His nurse and the charge nurse were standing guard over his crib debating what might have caused his vitals to drop when it happened again. Suddenly, my room was alive with activity. An emergency team was called to my son’s room to determine the cause for my baby’s feeble hold on life, and a young man was struggling to attach EKG leads onto my baby’s soft skin. After a third crash of his heart rate and oxygen level, the team determined that he was overly sensitive to his morphine. They turned off his pain killers and the NICU reclaimed custody of my baby boy again.

We had not been back to the NICU for 20 minutes when the alarms went off again. Unlike the Surgery floor, where parents have a bed to sleep near their little one, the NICU offers tiny rooms filled with large machines to keep the delicate babies alive. I was quickly pushed outside my son’s room while a team moved into action. His little body turned purple and went stiff as he conceded his grip on life. A respiratory therapist waved an oxygen mask in his face to try to “wake” him, but to my eyes he looked dead already. I had learned a little in the past few hours and could see that my baby’s oxygen level was down to 22%.
Skin to skin with Lil O inside my tank top.

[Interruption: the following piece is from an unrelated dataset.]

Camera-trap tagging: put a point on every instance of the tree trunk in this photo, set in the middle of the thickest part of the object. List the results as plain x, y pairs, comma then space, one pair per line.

I couldn’t do a damn thing. Except stand outside his doorway sobbing and pleading with God to bring my baby back. A nearby nurse held me and tried to explain what the team was doing to resuscitate him. I heard some of what she said.

Apparently when a little baby is in excruciating pain (because their morphine meds were turned off and they no longer have anything dulling the pain from recent surgery), the baby’s body bears down. His little body tightens up against the pain and forgets to do anything else… like, breathe or pump blood.

My son. My sweet, little baby. He didn’t even have a name yet, but this was that baby boy that I had been praying to God for years to please give me. Less than 48 hours prior, I had held my newborn son and, with a great sense of guilt, questioned whether I could ever love him as much I loved my older son, Jack. Now, my doubt was quickly erased. 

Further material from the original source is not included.